Bill Faulker (center), a member of The Liar’s Club, cracks a joke. Stephen Ferguson (right) listens with the rest of the guys in between sips of his black coffee.

Photo by Kayla Drake

When the Thoenens first opened Donut King, they did not advertise to the community.

Instead, they hired back Julie Posler, a former counter girl, and she called the Liar’s Club.

The morning of opening, people were streaming in. Customers saw the open sign from the road, and neighbors behind the shop smelled the crispy fryer oil in the air, as if waiting for a cue, Alissa Thoenen said.

The shop was sold out of donuts by 9 a.m.

Paul Thoenen and the longtime Donut King cook Gerdes, come in Tuesday through Sunday between 11 p.m. and 2 a.m. to start making donuts. Then the glazing starts at 3 a.m.

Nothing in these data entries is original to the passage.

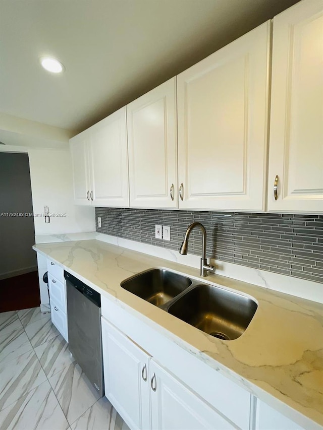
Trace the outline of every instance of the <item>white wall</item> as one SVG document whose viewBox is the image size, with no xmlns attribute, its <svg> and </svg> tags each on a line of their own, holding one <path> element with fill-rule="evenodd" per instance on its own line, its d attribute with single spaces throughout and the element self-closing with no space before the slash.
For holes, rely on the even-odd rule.
<svg viewBox="0 0 323 430">
<path fill-rule="evenodd" d="M 34 213 L 42 213 L 47 206 L 51 212 L 66 213 L 66 217 L 52 217 L 49 224 L 43 217 L 34 217 L 35 234 L 82 233 L 94 231 L 94 208 L 74 204 L 72 160 L 69 149 L 28 148 L 0 145 L 0 152 L 25 152 L 29 157 L 30 179 Z M 0 196 L 1 199 L 1 196 Z M 41 309 L 49 310 L 47 285 L 42 282 L 46 259 L 37 256 Z"/>
<path fill-rule="evenodd" d="M 44 206 L 66 217 L 34 218 L 35 234 L 94 231 L 94 208 L 74 205 L 72 160 L 69 149 L 25 148 L 0 145 L 0 152 L 26 152 L 29 156 L 33 212 L 42 213 Z"/>
</svg>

“If you get out of your car at 4 a.m., it’s all you smell, is donuts,” Thoenen said.

The shifts don’t bother Thoenen because he said he has worked as a cook a long time, and he is used to odd hours.

“Food’s food,” he said. “For me if I can get a recipe I can pretty much knock it out.”

Donuts take three hours to cook, no matter the size of the order, which was an adjustment for Thoenen. That is why when the shelves are sold out, the shop closes.

“We can make cake donuts pretty quick, but who wants a cake donut?” he said.

If donuts are leftover, the Thoenens donate boxes to retirement homes, church groups and local non-profits.

The couple has added a blueberry donut special on the weekend, and brought the shop into the 21st century by accepting credit cards and engaging with customers on Facebook and Instagram.

Paul Thoenen sips on coffee, waiting for customers at 5 a.m.

Photo by Kayla Drake

The shop is open from 5 a.m. to 12 p.m. Tuesday through Sunday and is closed on Mondays and on holidays.

The shop also attracts customers for its nut-free and homemade recipes. The shop is completely nut-free and makes its custard and filling from scratch.

Hetzler said owning Donut King has brought Paul, typically a more reserved personality, out of his shell.

“This is the best thing that has ever happened to him because now he’s outgoing and he feels confident in himself and he knows he’s doing something to help people,” Hetzler said.

The Thoenen’s 14-year-old daughter usually helps out on the weekends. At first they said their 9-year-old was embarrassed to tell people her parents owned the Donut King.

“Then she realized that everyone loved Donut King,” Alissa Thoenen said.